THE FLORIDE FRAPPE TO SNAFU WITH A DRUG IMPORT PLAN – Florida will be the first state to take credit for President Donald Trump’s new plan to allow the importation of drugs from Canada. the state’s $30 million contract to put into effect and administer its import program.

The setback can delay the Florida show for several months, Zachary Brennan writes. But Cowen Research’s pharmaceutical analysts, the delay is “a sign of major problems,” especially since “Canadian officials have made it clear that they do not plan to allow Canadian pharmacies should participate for fear that this will create drug shortages for their citizens.

Vermont, Colorado, Maine, New Hampshire and New Mexico are implementing drug import plans from Canada.

HHS ROTATION – PULSE has heard an intelligent number of existing and previous members communicate about the story of the exodus of hhs-designated people in 2020, and many more designated persons are likely to move forward. on the day of the inauguration if Trump does not win re-election. (POLITICO had counted at least 27 outings since February, but thanks to responses from readers, he realizes that the number beats 30 without problems).

-This point of rotation is general under past administrations, said Jack Kalavritinos, who worked in the administration of George W. Bush and Trump’s director for the HHS Office of Intergovernmental and External Affairs before leaving last year.

“Studies and delight show that the maximum number of people appointed to political office, whether deputy secretaries or assistants, hold their positions for two years,” Kalavritinos told PULSE, adding that “leaving before the end of the first term is not unusual, especially if [designated persons] receive opportunities to start the next phase of their careers. “

– PULSE Counters: This HHS is tumultuous, a style that peaked this year but was established earlier in the quarter.

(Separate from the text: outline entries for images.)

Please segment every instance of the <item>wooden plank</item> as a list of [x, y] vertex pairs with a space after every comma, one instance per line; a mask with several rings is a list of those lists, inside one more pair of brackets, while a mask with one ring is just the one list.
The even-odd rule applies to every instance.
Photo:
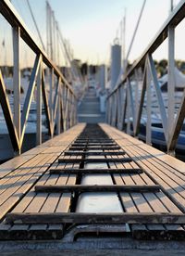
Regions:
[[62, 192], [158, 192], [160, 186], [158, 185], [154, 186], [104, 186], [104, 185], [74, 185], [74, 186], [35, 186], [36, 192], [42, 193], [62, 193]]
[[81, 155], [82, 156], [110, 156], [110, 155], [122, 156], [122, 155], [125, 155], [125, 152], [124, 151], [108, 151], [108, 152], [66, 151], [64, 152], [64, 155], [65, 156], [81, 156]]
[[78, 163], [78, 162], [128, 162], [128, 161], [132, 161], [131, 158], [122, 158], [122, 159], [117, 159], [117, 158], [96, 158], [96, 159], [58, 159], [59, 163], [68, 163], [68, 162], [73, 162], [73, 163]]
[[80, 143], [80, 142], [74, 142], [73, 144], [72, 144], [72, 146], [75, 146], [75, 147], [86, 147], [86, 146], [88, 146], [88, 147], [92, 147], [92, 146], [98, 146], [98, 147], [101, 147], [101, 146], [103, 146], [103, 147], [105, 147], [105, 146], [107, 146], [107, 147], [112, 147], [112, 146], [117, 146], [117, 143], [115, 143], [115, 142], [109, 142], [109, 143], [107, 143], [107, 142], [96, 142], [96, 143], [91, 143], [91, 142], [87, 142], [87, 143]]
[[69, 147], [69, 150], [82, 150], [82, 149], [86, 149], [86, 150], [109, 150], [109, 149], [115, 150], [115, 149], [121, 149], [121, 147], [119, 146], [112, 146], [112, 147]]
[[[157, 160], [156, 157], [154, 158], [153, 155], [148, 153], [148, 150], [145, 150], [145, 151], [142, 150], [140, 148], [142, 144], [138, 144], [136, 139], [130, 136], [128, 136], [127, 134], [114, 128], [105, 127], [105, 131], [108, 131], [109, 134], [110, 133], [114, 132], [114, 134], [118, 134], [122, 137], [127, 137], [128, 140], [131, 142], [131, 145], [130, 144], [129, 146], [124, 147], [125, 140], [124, 140], [124, 144], [121, 144], [121, 140], [119, 142], [117, 141], [117, 143], [120, 146], [122, 145], [122, 147], [124, 147], [124, 149], [130, 154], [130, 156], [133, 157], [135, 159], [135, 161], [137, 161], [139, 165], [145, 170], [147, 175], [152, 177], [153, 180], [155, 180], [155, 183], [158, 183], [161, 185], [166, 195], [167, 195], [167, 197], [169, 198], [167, 204], [169, 204], [169, 207], [173, 207], [173, 209], [170, 211], [172, 211], [172, 212], [174, 211], [176, 212], [179, 211], [179, 209], [181, 211], [185, 211], [185, 207], [184, 207], [185, 195], [184, 195], [184, 189], [182, 188], [184, 184], [184, 182], [182, 182], [183, 175], [181, 174], [182, 176], [180, 177], [181, 178], [181, 182], [180, 182], [180, 180], [179, 180], [180, 173], [178, 173], [177, 170], [173, 169], [173, 171], [170, 170], [169, 172], [168, 168], [171, 168], [171, 167], [167, 166], [166, 164], [165, 168], [164, 167], [165, 163], [163, 161], [160, 161], [159, 160]], [[148, 147], [150, 147], [147, 146], [147, 148]], [[161, 154], [164, 154], [164, 153], [161, 152]], [[161, 169], [163, 169], [163, 171]], [[173, 180], [171, 179], [171, 177], [174, 177]], [[177, 182], [177, 180], [179, 180], [179, 182], [181, 183], [181, 186]]]
[[185, 224], [180, 213], [7, 213], [6, 224]]
[[142, 170], [140, 168], [125, 168], [125, 169], [50, 169], [50, 173], [80, 173], [80, 174], [98, 174], [98, 173], [142, 173]]

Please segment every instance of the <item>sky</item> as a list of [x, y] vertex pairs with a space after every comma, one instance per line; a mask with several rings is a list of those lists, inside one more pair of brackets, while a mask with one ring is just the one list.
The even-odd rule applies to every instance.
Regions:
[[[39, 43], [26, 0], [11, 0]], [[74, 57], [94, 64], [108, 63], [113, 45], [126, 10], [126, 52], [136, 26], [143, 0], [50, 0], [65, 38], [69, 40]], [[174, 0], [174, 6], [179, 3]], [[42, 37], [46, 37], [44, 0], [30, 0]], [[170, 0], [146, 0], [141, 24], [130, 60], [138, 58], [169, 15]], [[1, 21], [1, 19], [0, 19]], [[0, 24], [1, 26], [1, 24]], [[182, 26], [181, 26], [182, 27]], [[184, 26], [185, 27], [185, 26]], [[176, 58], [185, 59], [182, 28], [177, 30]], [[5, 33], [5, 29], [3, 35]], [[184, 33], [184, 32], [183, 32]], [[166, 43], [154, 53], [154, 58], [167, 58]]]

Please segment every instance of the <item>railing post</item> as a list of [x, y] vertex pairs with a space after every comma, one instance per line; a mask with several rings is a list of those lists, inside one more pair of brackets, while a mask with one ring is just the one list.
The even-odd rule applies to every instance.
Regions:
[[[147, 57], [148, 60], [148, 57]], [[148, 62], [148, 61], [147, 61]], [[147, 99], [146, 99], [146, 110], [147, 110], [147, 122], [146, 122], [146, 144], [151, 145], [152, 143], [152, 123], [151, 123], [151, 72], [149, 68], [149, 63], [147, 63], [146, 66], [146, 94], [147, 94]]]
[[130, 84], [129, 84], [129, 79], [127, 79], [127, 92], [126, 92], [126, 98], [127, 98], [127, 110], [126, 110], [126, 116], [127, 116], [127, 128], [126, 132], [128, 134], [130, 134]]
[[[167, 70], [167, 153], [170, 137], [174, 125], [174, 110], [175, 110], [175, 29], [173, 26], [168, 27], [168, 70]], [[170, 152], [170, 154], [173, 152]]]
[[42, 60], [37, 75], [37, 132], [36, 145], [42, 144]]
[[53, 88], [54, 88], [54, 69], [52, 68], [50, 70], [50, 90], [49, 90], [49, 109], [50, 109], [50, 122], [52, 126], [51, 131], [51, 137], [54, 136], [54, 129], [53, 129], [53, 123], [54, 123], [54, 115], [53, 115]]
[[56, 134], [59, 134], [61, 132], [61, 83], [58, 84], [58, 100], [57, 100], [57, 113], [56, 113]]
[[[19, 38], [20, 28], [13, 27], [13, 53], [14, 53], [14, 123], [16, 126], [18, 139], [20, 141], [21, 128], [20, 128], [20, 67], [19, 67]], [[16, 155], [21, 153], [21, 148], [15, 152]]]

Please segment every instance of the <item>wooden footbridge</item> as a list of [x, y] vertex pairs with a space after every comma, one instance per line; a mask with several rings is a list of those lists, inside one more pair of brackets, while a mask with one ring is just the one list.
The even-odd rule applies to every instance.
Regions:
[[[149, 84], [153, 81], [156, 89], [167, 151], [171, 153], [185, 115], [185, 95], [175, 120], [173, 109], [167, 115], [163, 105], [152, 53], [167, 35], [169, 47], [173, 48], [173, 32], [184, 18], [185, 2], [179, 3], [143, 56], [109, 95], [107, 123], [77, 123], [77, 101], [72, 87], [32, 40], [9, 1], [0, 1], [0, 11], [14, 31], [14, 95], [18, 98], [13, 115], [0, 73], [0, 103], [17, 155], [0, 165], [0, 240], [57, 240], [75, 248], [81, 239], [88, 243], [88, 238], [93, 241], [95, 237], [108, 237], [109, 248], [110, 241], [114, 244], [120, 238], [121, 243], [123, 239], [131, 239], [131, 243], [167, 240], [173, 242], [170, 247], [175, 241], [182, 241], [184, 246], [185, 163], [151, 146]], [[20, 37], [35, 52], [22, 111]], [[55, 92], [49, 100], [43, 64], [50, 70], [51, 88]], [[169, 70], [173, 68], [171, 51]], [[142, 74], [143, 88], [137, 105], [131, 82], [134, 75], [139, 82], [139, 73]], [[172, 72], [169, 94], [173, 94], [173, 79]], [[20, 154], [34, 90], [38, 146]], [[145, 91], [147, 144], [137, 139]], [[43, 144], [42, 98], [51, 136]], [[80, 116], [84, 118], [84, 114]], [[174, 125], [169, 127], [171, 120]]]

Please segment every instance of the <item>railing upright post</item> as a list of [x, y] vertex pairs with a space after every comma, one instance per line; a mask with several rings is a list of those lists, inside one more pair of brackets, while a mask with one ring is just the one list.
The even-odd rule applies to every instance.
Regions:
[[[174, 125], [175, 110], [175, 29], [168, 27], [168, 70], [167, 70], [167, 146], [170, 143]], [[169, 153], [169, 152], [168, 152]]]
[[61, 83], [58, 84], [58, 100], [57, 100], [57, 113], [56, 113], [56, 134], [61, 133]]
[[36, 144], [42, 144], [42, 61], [37, 75], [37, 132]]
[[[18, 139], [20, 142], [21, 125], [20, 125], [20, 66], [19, 66], [19, 38], [20, 28], [13, 27], [13, 56], [14, 56], [14, 123], [17, 129]], [[20, 145], [20, 143], [19, 143]], [[21, 148], [15, 152], [16, 155], [21, 153]]]
[[128, 134], [130, 134], [130, 83], [129, 83], [129, 78], [127, 79], [127, 95], [126, 95], [126, 98], [127, 98], [127, 110], [126, 110], [126, 116], [127, 116], [127, 128], [126, 128], [126, 132]]
[[[148, 58], [147, 58], [148, 59]], [[148, 61], [147, 61], [148, 62]], [[151, 145], [152, 143], [152, 123], [151, 123], [151, 72], [150, 72], [150, 68], [149, 68], [149, 63], [147, 63], [146, 66], [146, 95], [147, 95], [147, 99], [146, 99], [146, 111], [147, 111], [147, 121], [146, 121], [146, 144]]]
[[52, 68], [50, 70], [50, 90], [49, 90], [49, 109], [50, 109], [50, 122], [52, 127], [52, 133], [51, 137], [54, 136], [54, 129], [53, 129], [53, 123], [54, 123], [54, 115], [53, 115], [53, 88], [54, 88], [54, 69]]

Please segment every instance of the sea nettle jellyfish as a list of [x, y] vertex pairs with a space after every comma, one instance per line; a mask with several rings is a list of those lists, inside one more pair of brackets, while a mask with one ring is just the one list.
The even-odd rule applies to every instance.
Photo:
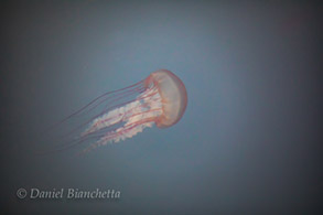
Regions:
[[60, 125], [84, 120], [64, 135], [72, 140], [62, 149], [90, 140], [91, 144], [85, 149], [88, 151], [131, 138], [153, 125], [171, 127], [182, 118], [186, 105], [183, 82], [170, 71], [153, 72], [137, 84], [97, 97], [62, 120]]

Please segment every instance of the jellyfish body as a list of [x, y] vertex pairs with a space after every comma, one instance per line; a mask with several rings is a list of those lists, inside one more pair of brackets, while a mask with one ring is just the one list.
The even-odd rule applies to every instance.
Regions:
[[68, 133], [83, 129], [71, 146], [95, 139], [85, 150], [88, 151], [131, 138], [153, 125], [158, 128], [171, 127], [182, 118], [186, 105], [183, 82], [172, 72], [159, 69], [134, 85], [99, 96], [63, 121], [101, 107], [98, 115]]

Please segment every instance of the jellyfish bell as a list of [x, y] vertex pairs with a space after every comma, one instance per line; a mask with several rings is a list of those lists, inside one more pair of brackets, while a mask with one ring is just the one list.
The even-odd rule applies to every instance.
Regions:
[[183, 82], [170, 71], [155, 71], [143, 80], [95, 98], [62, 120], [58, 126], [82, 116], [86, 119], [64, 135], [67, 141], [60, 150], [89, 141], [84, 150], [89, 151], [131, 138], [153, 125], [171, 127], [183, 117], [186, 105]]
[[155, 119], [159, 128], [168, 128], [176, 123], [186, 109], [187, 93], [183, 82], [172, 72], [160, 69], [146, 79], [146, 86], [158, 88], [162, 103], [162, 115]]

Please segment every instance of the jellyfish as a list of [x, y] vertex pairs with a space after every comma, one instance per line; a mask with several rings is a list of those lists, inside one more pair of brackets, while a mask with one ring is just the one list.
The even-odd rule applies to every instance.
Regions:
[[62, 125], [83, 118], [80, 125], [64, 135], [74, 137], [64, 143], [64, 148], [90, 140], [90, 146], [84, 150], [86, 152], [131, 138], [153, 125], [171, 127], [182, 118], [186, 105], [187, 93], [183, 82], [168, 69], [155, 71], [146, 79], [95, 98], [60, 121]]

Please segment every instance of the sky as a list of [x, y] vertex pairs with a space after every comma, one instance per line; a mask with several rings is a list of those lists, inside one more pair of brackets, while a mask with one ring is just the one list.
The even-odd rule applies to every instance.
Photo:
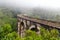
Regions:
[[0, 0], [0, 5], [60, 9], [60, 0]]

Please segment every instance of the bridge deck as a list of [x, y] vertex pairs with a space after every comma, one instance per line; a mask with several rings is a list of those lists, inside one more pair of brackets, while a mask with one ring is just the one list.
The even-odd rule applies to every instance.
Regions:
[[60, 29], [60, 22], [43, 20], [43, 19], [36, 19], [36, 18], [24, 16], [24, 15], [17, 15], [17, 17], [28, 20], [28, 21], [32, 21], [32, 22], [36, 22], [36, 23], [40, 23], [40, 24], [44, 24], [44, 25], [48, 25], [48, 26], [52, 26], [52, 27]]

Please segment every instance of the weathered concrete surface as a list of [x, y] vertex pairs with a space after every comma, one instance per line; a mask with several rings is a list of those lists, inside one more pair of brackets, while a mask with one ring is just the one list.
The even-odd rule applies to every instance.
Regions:
[[52, 28], [60, 29], [60, 22], [36, 19], [24, 15], [17, 15], [17, 20], [18, 20], [18, 35], [20, 35], [21, 37], [23, 37], [23, 35], [25, 35], [25, 31], [29, 29], [33, 29], [33, 30], [36, 29], [35, 30], [36, 33], [39, 34], [40, 27], [42, 25], [46, 26], [47, 28], [52, 27]]

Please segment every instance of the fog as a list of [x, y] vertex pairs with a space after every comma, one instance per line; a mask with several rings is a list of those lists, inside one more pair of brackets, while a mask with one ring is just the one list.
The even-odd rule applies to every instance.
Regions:
[[[0, 7], [20, 9], [21, 13], [42, 19], [60, 20], [60, 0], [0, 0]], [[58, 20], [57, 19], [57, 20]]]

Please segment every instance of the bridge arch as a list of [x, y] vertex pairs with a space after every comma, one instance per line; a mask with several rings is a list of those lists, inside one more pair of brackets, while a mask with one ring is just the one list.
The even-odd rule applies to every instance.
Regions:
[[30, 28], [29, 28], [29, 30], [38, 32], [39, 31], [39, 28], [37, 27], [37, 25], [31, 25]]

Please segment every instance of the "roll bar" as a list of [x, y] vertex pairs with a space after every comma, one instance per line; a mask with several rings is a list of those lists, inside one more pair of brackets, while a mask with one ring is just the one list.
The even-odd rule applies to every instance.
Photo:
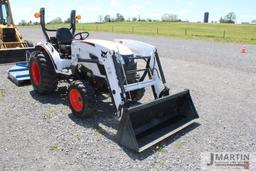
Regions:
[[[75, 32], [76, 32], [76, 11], [75, 10], [71, 11], [70, 20], [71, 20], [71, 22], [70, 22], [70, 28], [69, 29], [72, 32], [72, 34], [74, 35]], [[40, 9], [40, 25], [41, 25], [42, 31], [44, 33], [44, 36], [45, 36], [47, 42], [50, 42], [50, 37], [49, 37], [47, 32], [55, 32], [55, 31], [57, 31], [57, 29], [48, 29], [48, 28], [46, 28], [45, 9], [44, 8]]]

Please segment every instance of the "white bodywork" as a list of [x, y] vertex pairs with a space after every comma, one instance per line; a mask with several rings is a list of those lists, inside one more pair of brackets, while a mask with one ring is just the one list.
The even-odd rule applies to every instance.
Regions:
[[[156, 48], [152, 45], [126, 39], [118, 39], [114, 41], [98, 39], [74, 40], [71, 45], [71, 59], [62, 59], [58, 51], [55, 50], [50, 43], [39, 43], [38, 46], [41, 46], [46, 50], [54, 63], [56, 72], [59, 74], [71, 75], [70, 66], [80, 63], [93, 71], [95, 76], [106, 79], [117, 111], [119, 111], [120, 107], [125, 103], [124, 98], [126, 97], [126, 92], [153, 86], [157, 97], [159, 97], [163, 90], [164, 86], [159, 75], [159, 68], [155, 57]], [[119, 64], [124, 63], [122, 58], [123, 55], [150, 58], [152, 79], [123, 85], [123, 87], [120, 86], [113, 61], [114, 54], [116, 55]], [[97, 63], [83, 61], [91, 60], [92, 58], [90, 55], [98, 58], [98, 63], [105, 67], [106, 75], [101, 74]]]

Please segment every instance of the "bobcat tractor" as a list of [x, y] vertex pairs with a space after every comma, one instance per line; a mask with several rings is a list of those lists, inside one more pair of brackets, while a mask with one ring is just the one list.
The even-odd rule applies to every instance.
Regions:
[[[120, 145], [142, 152], [198, 118], [189, 90], [169, 95], [154, 46], [126, 39], [89, 39], [88, 32], [76, 33], [80, 16], [75, 11], [70, 28], [46, 28], [44, 8], [35, 16], [40, 17], [46, 41], [29, 55], [34, 90], [53, 93], [59, 81], [67, 81], [67, 101], [77, 117], [95, 114], [97, 96], [108, 94], [119, 121]], [[55, 34], [49, 37], [48, 32]], [[138, 69], [139, 61], [145, 63], [143, 69]], [[148, 87], [154, 99], [142, 103]]]
[[33, 46], [15, 26], [10, 1], [0, 0], [0, 63], [25, 61], [26, 51], [32, 51]]

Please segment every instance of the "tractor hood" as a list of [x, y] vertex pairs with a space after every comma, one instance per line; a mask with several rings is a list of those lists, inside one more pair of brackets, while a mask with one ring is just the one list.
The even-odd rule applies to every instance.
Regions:
[[114, 50], [115, 52], [119, 52], [121, 55], [132, 55], [133, 52], [125, 45], [120, 44], [119, 42], [113, 42], [108, 40], [100, 40], [100, 39], [86, 39], [82, 41], [83, 43], [93, 44], [95, 46], [102, 46], [109, 50]]

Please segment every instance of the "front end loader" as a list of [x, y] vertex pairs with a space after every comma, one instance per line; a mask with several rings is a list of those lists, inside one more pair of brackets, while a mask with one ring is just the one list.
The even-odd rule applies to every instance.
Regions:
[[0, 63], [26, 61], [33, 43], [23, 40], [13, 22], [9, 0], [0, 0]]
[[[72, 113], [89, 117], [97, 111], [97, 96], [110, 95], [120, 120], [118, 143], [142, 152], [198, 118], [188, 90], [170, 95], [157, 49], [136, 40], [88, 39], [76, 33], [75, 11], [70, 28], [48, 29], [45, 10], [40, 16], [46, 42], [30, 54], [29, 71], [34, 90], [49, 94], [58, 82], [69, 83], [67, 100]], [[49, 37], [48, 32], [56, 32]], [[139, 69], [139, 61], [145, 67]], [[146, 90], [154, 99], [142, 103]]]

Under Trump, HHS and agencies such as the FDA and CDC have gone through several interim chiefs and chiefs; In the Obama era, those roles were covered through the same designated people in the first period.

In some other example, the Trump-era White House liaison workplace has already toured three, adding two this year, and the paintings remain technically empty. Obama’s-era HHS was based on the same liaison at the White House in the first term, Obama veterans told PULSE.

JENN SHERMAN now at Reservoir Communications Group. Sherman, who in the past served as a spokesperson for the House of Representatives Committee on Energy and Commerce and was the Chief Communications Officer for the Surgeon General, is Director of Reservoir.

CHRISTOPHER O’HAGAN lands at the White House Office of Drug Policy. O’Hagan, who in the past was a confidential assistant to the USDA, is now a White House liaison officer with the Office of National Drug Control Policy.

Utah Hospital officials warn that they will have to start rationing care amid outbreaks in Covid-19, Erin Alberty, and Sean P. Means write for the Salt Lake Tribune.

The abolition of the Affordable Care Act would be a blow to the health care of Native Americans during the pandemic, the senses say, Tom Udall and Elizabeth Warren on CNN.

Some California officials have broken ties to the program provided through Verily, Google’s sister company focused on health care, due to privacy issues and other complaints, reports Jenny Gold and Rachana Pradhan of KHN.

A CDC report found that many nurses were hospitalized at the start of the pandemic, Erika Edwards writes for NBC News.